TOM COM O PAPA NO VATICANO – E quando Tom enfrentou uma viagem quase improvisada e exaustiva até Roma e foi recebido imediata e pessoalmente pelo Papa no Vaticano, e o Papa em pessoa reafirmou à diretora do hospital vaticano Bambino Gesù que fizesse “o possível e o impossível” para prestar a Alfie todo o apoio em todos os momentos, isso também é menos notícia do que a final de um reality show iniciado sob acusações de incesto?

VIDA E LIBERDADE vs. MORTE E IMPOSIÇÃO – O que há de tão incômodo em noticiar que o próprio Papa e toda uma multidão de proporções internacionais estão defendendo um bebê que foi sentenciado à morte pela burocracia judiciária de um país-símbolo da liquidez moral da assim chamada “pós-verdade”?

A verdadeira discussão que não se quer que seja notícia

Suponhamos que tantos eventos e reviravoltas que parecem saídos de um filme eletrizante não fossem mesmo de mais interesse público do que o menu da carceragem da Polícia Federal em Curitiba.

Mesmo assim, será que não seria relevante pelo menos abordar as razões da teimosia de médicos e juízes que se negam a reconhecer direitos tão óbvios quanto os de um casal que quer apenas transferir o seu bebê de um hospital antes que esse hospital o mate?

MÉDICOS E SUA RESPONSABILIDADE – A respeito da teimosia dos médicos, uma pergunta incômoda, mas válida, tem sido levantada por não poucos críticos: dado que eles sequer conseguiram diagnosticar de que mal sofre o bebê, o que aconteceria se outro hospital conseguisse diagnosticá-lo e verificasse, por exemplo, que a evolução da saúde de Alfie poderia ter sido bem diferente caso se tivesse agido mais rápida e eficazmente em vez de se dedicarem tantos esforços ao devastador combate judicial contra a família a quem esse hospital foi pago para ajudar?

JUÍZES E SUA BASE IDEOLÓGICA – E a respeito da teimosia dos juízes, o que se questiona é algo que qualquer democracia que se preze tem a obrigação ineludível de discutir: com que base um juiz se arroga a prerrogativa de decidir impositivamente que uma família não tem direito a sequer tentar um diagnóstico para o próprio filho, quando pelo menos dois hospitais europeus se ofereceram para receber o bebê nas suas instalações com essa finalidade?

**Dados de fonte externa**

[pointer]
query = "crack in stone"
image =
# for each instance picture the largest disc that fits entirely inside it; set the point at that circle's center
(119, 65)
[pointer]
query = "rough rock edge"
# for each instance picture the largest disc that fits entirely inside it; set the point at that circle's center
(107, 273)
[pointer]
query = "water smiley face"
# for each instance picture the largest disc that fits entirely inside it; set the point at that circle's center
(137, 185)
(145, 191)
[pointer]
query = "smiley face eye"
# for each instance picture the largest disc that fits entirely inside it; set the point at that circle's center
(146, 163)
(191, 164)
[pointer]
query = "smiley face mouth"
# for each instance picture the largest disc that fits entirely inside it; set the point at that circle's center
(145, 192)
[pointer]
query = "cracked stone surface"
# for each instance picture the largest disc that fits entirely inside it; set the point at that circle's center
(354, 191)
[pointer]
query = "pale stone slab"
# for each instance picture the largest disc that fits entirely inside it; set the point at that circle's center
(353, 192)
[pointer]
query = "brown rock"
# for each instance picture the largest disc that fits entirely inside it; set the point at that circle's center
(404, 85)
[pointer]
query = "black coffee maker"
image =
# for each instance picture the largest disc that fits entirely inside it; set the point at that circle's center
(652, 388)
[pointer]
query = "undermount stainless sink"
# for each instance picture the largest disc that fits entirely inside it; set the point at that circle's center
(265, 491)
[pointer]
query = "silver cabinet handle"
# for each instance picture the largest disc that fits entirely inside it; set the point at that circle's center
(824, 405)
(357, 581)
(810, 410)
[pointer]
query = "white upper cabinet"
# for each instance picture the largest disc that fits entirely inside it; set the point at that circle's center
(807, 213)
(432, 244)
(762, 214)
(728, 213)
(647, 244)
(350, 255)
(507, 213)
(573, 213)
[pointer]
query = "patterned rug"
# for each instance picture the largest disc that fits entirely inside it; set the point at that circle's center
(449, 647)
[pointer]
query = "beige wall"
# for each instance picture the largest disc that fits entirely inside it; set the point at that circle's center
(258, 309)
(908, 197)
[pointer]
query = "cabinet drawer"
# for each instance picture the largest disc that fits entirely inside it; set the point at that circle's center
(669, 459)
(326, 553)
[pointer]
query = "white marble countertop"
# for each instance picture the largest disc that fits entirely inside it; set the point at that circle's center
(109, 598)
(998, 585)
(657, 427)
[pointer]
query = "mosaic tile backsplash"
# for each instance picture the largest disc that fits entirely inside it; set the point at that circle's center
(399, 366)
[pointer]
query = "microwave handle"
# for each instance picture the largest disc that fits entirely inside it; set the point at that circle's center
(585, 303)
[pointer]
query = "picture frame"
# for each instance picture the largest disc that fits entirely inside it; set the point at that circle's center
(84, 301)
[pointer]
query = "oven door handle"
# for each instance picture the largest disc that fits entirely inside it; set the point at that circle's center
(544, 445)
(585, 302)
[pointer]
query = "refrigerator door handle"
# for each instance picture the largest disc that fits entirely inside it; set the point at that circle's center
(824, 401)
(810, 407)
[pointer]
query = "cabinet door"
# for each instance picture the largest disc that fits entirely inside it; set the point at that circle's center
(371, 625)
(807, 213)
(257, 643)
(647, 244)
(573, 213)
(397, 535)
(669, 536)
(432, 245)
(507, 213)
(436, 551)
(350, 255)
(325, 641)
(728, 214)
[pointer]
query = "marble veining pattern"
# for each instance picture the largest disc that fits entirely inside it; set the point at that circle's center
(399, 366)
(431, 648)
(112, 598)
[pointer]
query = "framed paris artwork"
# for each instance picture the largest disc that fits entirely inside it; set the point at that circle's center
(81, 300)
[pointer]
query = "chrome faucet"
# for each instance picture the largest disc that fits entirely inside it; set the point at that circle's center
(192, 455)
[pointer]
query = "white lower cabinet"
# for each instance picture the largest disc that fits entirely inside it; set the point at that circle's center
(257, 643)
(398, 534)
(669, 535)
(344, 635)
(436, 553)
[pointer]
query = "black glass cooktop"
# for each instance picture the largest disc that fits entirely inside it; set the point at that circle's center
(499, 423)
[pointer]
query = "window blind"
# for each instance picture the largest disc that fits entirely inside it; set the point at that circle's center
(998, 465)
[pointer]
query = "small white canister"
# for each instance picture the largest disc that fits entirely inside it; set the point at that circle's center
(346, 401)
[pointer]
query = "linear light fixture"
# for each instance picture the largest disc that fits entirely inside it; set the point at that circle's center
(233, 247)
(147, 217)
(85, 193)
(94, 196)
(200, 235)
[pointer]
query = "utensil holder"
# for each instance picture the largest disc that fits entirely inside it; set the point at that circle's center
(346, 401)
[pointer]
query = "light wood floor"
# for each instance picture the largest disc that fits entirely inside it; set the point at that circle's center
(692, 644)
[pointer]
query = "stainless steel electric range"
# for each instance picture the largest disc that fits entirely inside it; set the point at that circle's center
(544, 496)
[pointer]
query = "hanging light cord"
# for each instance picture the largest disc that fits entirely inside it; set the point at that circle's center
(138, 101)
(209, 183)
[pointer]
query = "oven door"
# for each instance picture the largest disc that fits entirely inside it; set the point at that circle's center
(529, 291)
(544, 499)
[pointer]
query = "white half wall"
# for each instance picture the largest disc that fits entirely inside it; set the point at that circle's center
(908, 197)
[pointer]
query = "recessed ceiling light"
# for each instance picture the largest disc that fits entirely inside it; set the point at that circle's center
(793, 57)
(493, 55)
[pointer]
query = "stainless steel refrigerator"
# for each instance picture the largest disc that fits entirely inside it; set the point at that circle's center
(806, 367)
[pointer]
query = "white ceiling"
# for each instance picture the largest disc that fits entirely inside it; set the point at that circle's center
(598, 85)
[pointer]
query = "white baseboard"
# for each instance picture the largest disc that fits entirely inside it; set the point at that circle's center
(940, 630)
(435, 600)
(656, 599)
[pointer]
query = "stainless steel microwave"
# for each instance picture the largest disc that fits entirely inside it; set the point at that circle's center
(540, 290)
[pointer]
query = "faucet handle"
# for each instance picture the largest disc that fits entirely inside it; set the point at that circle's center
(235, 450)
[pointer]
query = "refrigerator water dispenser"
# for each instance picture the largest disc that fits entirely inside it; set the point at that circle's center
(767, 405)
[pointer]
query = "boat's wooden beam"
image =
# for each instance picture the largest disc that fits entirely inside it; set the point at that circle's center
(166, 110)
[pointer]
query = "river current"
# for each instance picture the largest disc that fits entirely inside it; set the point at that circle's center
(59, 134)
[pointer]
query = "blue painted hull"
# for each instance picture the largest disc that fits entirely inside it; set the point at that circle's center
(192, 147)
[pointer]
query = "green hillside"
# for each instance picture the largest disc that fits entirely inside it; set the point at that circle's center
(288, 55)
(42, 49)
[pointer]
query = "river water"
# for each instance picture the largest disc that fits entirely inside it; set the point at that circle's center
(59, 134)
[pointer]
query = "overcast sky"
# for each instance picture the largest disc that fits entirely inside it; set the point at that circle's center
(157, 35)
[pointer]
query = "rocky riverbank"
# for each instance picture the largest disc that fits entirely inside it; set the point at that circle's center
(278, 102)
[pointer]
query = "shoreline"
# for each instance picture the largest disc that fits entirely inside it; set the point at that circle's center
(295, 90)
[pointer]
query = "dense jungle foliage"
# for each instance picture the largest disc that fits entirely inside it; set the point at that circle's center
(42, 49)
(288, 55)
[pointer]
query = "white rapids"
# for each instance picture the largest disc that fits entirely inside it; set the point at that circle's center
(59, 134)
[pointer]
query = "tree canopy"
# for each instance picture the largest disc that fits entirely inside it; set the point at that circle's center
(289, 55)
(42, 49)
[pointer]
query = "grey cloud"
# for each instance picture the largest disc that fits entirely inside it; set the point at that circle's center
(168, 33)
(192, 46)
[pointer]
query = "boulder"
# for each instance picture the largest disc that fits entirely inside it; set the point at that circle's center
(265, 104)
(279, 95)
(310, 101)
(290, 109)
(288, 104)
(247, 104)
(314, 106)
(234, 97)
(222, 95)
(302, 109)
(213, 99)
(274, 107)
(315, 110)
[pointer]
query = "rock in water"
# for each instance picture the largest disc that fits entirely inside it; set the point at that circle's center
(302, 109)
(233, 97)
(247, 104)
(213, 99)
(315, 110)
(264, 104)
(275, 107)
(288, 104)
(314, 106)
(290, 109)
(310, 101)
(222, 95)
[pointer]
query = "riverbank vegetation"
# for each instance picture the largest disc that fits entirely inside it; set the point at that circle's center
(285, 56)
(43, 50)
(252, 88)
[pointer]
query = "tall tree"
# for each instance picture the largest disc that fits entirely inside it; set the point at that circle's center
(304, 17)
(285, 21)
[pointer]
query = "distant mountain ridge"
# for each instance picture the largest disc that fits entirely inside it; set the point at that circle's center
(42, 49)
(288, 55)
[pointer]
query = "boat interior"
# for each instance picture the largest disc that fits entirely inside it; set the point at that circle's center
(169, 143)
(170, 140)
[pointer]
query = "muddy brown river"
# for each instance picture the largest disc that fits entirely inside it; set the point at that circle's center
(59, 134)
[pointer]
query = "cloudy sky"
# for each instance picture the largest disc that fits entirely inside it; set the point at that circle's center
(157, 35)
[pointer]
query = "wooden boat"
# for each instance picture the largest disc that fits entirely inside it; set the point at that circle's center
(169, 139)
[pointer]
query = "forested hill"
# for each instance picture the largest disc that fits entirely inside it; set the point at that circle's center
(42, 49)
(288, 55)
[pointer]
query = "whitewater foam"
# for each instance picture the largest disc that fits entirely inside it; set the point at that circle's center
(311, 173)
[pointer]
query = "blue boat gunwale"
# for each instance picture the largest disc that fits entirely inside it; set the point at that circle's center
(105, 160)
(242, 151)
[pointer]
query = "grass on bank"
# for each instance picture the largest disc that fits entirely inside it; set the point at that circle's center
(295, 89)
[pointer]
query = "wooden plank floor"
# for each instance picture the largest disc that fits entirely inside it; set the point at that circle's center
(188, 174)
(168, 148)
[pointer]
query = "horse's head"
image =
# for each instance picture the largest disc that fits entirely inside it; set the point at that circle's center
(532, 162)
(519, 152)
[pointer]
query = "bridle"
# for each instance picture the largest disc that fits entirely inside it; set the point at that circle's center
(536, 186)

Mesmo que não houvesse nenhuma alternativa de diagnóstico, que base existiria para se proibir uma mãe e um pai de transferirem o próprio filho do hospital onde, na prática, ele está sendo mantido em cárcere privado? A própria lei inglesa, afinal, reconhece que os pais têm o direito de levar um filho embora de um hospital ainda que o hospital discorde, bastando para isto o apoio de outra equipe de profissionais médicos devidamente equipados para manterem com segurança o suporte vital do paciente. Se este é um direito garantido, a que se deve a tão arbitrária negativa dos juízes?

A REAL RAZÃO DO SILÊNCIO: UM GRAVE PRECEDENTE TOTALITARISTA

Nem sequer se está discutindo aquilo que pareceria ser o assunto-chave em questão: as reais chances de cura de Alfie. Todos os envolvidos reconhecem que elas são quase inexistentes. O que realmente está em discussão é de outra natureza e de gravíssima relevância: se uma família quer tentar um último recurso em prol da vida de um filho, por sua própria conta, por mais que as chances de sucesso sejam praticamente nulas, o Estado tem a prerrogativa de proibi-la? O Estado tem autoridade legítima para obrigar um pai e uma mãe a desligarem os aparelhos que mantêm o seu bebê vivo, quando ainda existe pelo menos a chance de se obter um diagnóstico mais preciso? E, caso o Estado tenha tão questionável autoridade, em que princípios ela se fundamenta?

Mais grave ainda: que tipo de Estado se tem quando ele se baseia em princípios que o autorizariam a ditar proibições contra a legítima luta de uma família pela vida de um filho?

Para a “grande mídia” brasileira, parece que esse tipo de discussão, embora fundamental para qualquer verdadeira democracia, não é “do melhor interesse” dos leitores.

Ou será que, mais precisamente, é uma discussão contrária aos “melhores interesses” dos seus financiadores?